Marit Weerheijm: A Few Of My Favourite Things
We speak to the Czar director about her inspired art-filled cookbook stand, something that can be best described as a 'thingy' and a whole heap of miserable mugs.
Fittingly, for someone whose Student Academy Award-winning film is called When Grey is a Color, Marit Weerheijm's 'Favourite Things' photography is in glorious black and white.
Having graduated from the Dutch Film Academy in 2016 and now signed to Czar, Weerheijm's eccentric film style can best be described as character-driven, naturalistic and organic with loads of room for spontaneity and creativity.
Disturbing her whilst putting the finishing touches to her upcoming short KORT! - En Route, we rifle through a handful of the bits and bobs she keeps around her to keep creatively inspired, including an art-filled cookbook stand, something that can be best described as a 'thingy' and a whole heap of miserable mugs.
The Pile of Film Literature (or my laptop stand)
During the four years I studied at the Netherlands Film Academy I gathered a selection of books about filmmaking and film history.
To be honest, I did not read all of them, but some of the ones I did read were really worth it.
In The Blink of an Eye by Walter Murch was one of my favorites. Others, like A History of Narrative Film, are more suitable for browsing when you lack inspiration or - in my case - make a great laptop stand.
There is one book in this stack that isn’t about filmmaking; Invisible Cities by Italo Calvino.
My dad gave me this book to be inspired and explore my imagination. It contains very short descriptions of 55 fictitious cities by the explorer Marco Polo. Blew my mind.
Not the most efficient book for my laptop stand though.
The Sketchbook With Sad Faces
In my films I love to be close to my characters and try to capture every tiny detail, every blink or twitch. A whole world can be seen in the eyes of your actors.
I don’t know why, but I really want to be able to draw these expressions and faces.
I was already doodling a lot on post-it’s and other random pieces of paper when my mom gave me this sketchbook.
She once bought it to be her holiday-diary for a trip to Portugal in 2011, but she’d only used the first page.
I’ve been practicing a lot, but for some reason I can’t seem to draw a realistic smile. So now it’s a book full of sad faces, which makes the whole thing a bit gloomy and grim.
The Cookbook Stand With Art
A friend of mine showed me this life-hack.
Buy a cookbook stand and use it to display books from your favorite artists.
You can let your guests choose a page or picture they like, this way you can have a new piece of art in your workspace or home every day.

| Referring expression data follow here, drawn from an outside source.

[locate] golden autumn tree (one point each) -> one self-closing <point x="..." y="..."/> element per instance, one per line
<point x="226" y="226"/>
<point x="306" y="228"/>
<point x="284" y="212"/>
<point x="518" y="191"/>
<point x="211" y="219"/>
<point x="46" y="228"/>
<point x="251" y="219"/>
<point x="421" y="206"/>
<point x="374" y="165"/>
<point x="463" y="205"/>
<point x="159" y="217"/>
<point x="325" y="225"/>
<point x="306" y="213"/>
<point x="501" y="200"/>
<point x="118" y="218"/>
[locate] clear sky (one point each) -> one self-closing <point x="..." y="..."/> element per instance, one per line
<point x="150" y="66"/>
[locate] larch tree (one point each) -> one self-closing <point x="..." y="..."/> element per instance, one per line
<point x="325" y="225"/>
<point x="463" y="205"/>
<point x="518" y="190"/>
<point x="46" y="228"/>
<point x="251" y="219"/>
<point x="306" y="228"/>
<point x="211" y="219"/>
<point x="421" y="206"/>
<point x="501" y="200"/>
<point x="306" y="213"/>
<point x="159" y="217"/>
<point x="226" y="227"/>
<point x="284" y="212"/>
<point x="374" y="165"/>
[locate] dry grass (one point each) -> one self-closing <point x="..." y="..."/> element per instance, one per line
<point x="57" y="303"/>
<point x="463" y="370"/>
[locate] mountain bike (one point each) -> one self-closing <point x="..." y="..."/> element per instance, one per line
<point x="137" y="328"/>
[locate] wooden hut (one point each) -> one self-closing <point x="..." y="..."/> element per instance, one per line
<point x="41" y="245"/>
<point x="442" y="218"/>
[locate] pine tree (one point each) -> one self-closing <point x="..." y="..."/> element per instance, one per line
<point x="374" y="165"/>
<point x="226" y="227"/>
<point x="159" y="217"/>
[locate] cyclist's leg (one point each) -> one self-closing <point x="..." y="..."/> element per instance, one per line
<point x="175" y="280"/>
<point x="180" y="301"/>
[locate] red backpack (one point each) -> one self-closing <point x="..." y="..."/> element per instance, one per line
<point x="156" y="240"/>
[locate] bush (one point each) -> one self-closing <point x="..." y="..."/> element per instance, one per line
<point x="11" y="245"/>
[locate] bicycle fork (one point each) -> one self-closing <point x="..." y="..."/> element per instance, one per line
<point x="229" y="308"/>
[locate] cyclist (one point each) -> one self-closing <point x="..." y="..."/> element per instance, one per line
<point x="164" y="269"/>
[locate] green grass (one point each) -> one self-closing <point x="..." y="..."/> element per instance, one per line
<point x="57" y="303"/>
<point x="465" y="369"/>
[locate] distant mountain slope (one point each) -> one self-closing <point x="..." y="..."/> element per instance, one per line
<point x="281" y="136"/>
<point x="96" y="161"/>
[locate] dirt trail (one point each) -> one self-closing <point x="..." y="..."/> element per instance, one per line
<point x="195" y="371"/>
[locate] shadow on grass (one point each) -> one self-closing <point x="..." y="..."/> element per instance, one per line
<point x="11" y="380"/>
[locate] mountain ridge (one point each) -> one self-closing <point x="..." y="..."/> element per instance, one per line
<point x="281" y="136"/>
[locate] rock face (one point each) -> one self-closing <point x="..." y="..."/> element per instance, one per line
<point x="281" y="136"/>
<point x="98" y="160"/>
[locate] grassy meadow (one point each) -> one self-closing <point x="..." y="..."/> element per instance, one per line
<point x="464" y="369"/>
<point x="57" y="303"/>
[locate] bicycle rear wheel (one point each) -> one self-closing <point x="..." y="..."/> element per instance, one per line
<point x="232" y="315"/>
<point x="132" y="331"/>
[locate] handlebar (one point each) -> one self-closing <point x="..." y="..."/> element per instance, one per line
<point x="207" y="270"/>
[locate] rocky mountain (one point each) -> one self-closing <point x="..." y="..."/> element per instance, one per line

This is a book by Fred Herzog called Modern Color.
It really beautiful images of the United States in the fifties and sixties. Herzog is known for his unusual use of color in a time when art photography was almost exclusively in black and white.
Now I've made a black and white photo of it.
Sorry about that.
The Thingy
I don’t know what this is.
I always need small items to be fidgeting with to be able to focus on my work. I actually gave the editor I always work with a box full of small toys as a gift ‘to entertain the directors you work with’.
His response was: ‘Great. You bought yourself a gift.’
I got this thingy from another editor I worked with in Bruxelles when we were working on a video for Pink Ribbon. We couldn’t really figure out what the thingy was, but I also couldn’t stop wondering, so he decided I should have it.
I would describe it as a rubber suction cup with a knob on it.
Anyone?
The Wrap-Party-Polaroid
This is a picture of me and the two main actors of my graduation film When Grey is a Color.
The picture was taken on the wrap party in 2016. I remember that we were all ecstatic because we’d just watched a first edit of some of the material.
I treasure this polaroid because we didn’t know how the film would turn out to be, we were just really happy with what we had been making for the past ten days.